MYRTLE BEACH, S.C. -- A very large shark, snatching a pretty small meal, provided a big surprise for a group fishing off their back deck in Myrtle Beach, and the whole thing was caught on camera.
Sarah Brame posted the video on YouTube and said it was taken from their beach house in Cherry Grove. She told WMBF Myrtle Beack Florence that the six to seven foot bull shark stole her five pound red drum catch.
Ripley's Aquarium Marine Biologist Shannon Hughes said the video definitely shows a bull shark, and that they are actually fairly common in South Carolina waters.

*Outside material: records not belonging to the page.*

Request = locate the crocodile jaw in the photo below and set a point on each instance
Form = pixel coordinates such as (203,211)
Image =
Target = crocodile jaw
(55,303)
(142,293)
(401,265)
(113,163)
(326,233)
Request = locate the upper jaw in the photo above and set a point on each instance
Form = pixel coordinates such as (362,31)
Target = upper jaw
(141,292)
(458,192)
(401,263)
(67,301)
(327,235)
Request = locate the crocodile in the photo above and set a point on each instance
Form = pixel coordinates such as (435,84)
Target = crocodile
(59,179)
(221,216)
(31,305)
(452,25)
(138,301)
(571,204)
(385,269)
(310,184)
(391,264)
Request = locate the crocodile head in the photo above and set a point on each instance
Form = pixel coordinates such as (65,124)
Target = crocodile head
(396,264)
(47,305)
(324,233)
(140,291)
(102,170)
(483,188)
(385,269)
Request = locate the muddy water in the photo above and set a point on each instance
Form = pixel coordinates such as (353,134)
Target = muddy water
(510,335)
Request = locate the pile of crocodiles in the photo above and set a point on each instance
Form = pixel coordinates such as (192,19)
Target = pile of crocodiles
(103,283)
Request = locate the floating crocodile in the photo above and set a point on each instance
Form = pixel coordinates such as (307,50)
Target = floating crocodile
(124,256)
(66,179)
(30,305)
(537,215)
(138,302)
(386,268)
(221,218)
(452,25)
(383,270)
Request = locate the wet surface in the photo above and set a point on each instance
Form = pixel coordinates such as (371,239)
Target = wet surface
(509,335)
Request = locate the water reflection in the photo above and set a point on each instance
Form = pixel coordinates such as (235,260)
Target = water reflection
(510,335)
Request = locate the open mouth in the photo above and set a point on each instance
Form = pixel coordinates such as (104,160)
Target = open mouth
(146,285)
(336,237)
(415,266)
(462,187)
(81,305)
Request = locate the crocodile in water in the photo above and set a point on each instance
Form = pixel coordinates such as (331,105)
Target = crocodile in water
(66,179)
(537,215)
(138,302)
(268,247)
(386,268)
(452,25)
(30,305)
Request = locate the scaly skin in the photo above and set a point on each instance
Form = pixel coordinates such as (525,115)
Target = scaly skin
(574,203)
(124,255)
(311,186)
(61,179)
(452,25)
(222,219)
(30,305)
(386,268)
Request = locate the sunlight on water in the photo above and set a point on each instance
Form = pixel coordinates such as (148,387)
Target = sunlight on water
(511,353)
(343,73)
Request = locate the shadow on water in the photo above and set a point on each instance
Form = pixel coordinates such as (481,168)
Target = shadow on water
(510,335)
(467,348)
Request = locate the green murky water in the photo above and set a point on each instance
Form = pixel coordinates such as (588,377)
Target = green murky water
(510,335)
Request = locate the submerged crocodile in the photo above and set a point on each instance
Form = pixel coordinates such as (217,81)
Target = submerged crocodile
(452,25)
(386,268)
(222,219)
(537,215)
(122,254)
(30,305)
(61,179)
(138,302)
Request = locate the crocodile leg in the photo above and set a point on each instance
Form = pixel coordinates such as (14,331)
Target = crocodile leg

Hughes said bull sharks are the only kind of shark that can survive in fresh water, which is why they can make their way into streams and rivers inland.
"Larger females will actually go in and [birth] pups in fresh water," Hughes said. "That way the pups can grow out a little, and when they're bigger, make their way out to salt water."
But just because bull sharks are common, doesn't mean they're docile. Hughes said bull sharks are more hostile than just about any shark.
"Bull sharks have more testosterone in their body than any other animal on the planet," Hughes explained. "That makes them easily upset."
For that simple reason, Hughes says it's best to avoid bull sharks altogether if you do encounter one.
"Try to stay out of it's way," Hughes said. "It's one of those animals you don't want to upset; they have a nasty set of teeth."
Hughes said the bull shark in Brame's video likely wasn't attracted to people, but when it saw a struggling fish, it took advantage of the opportunity for an easy meal, just like any other shark would.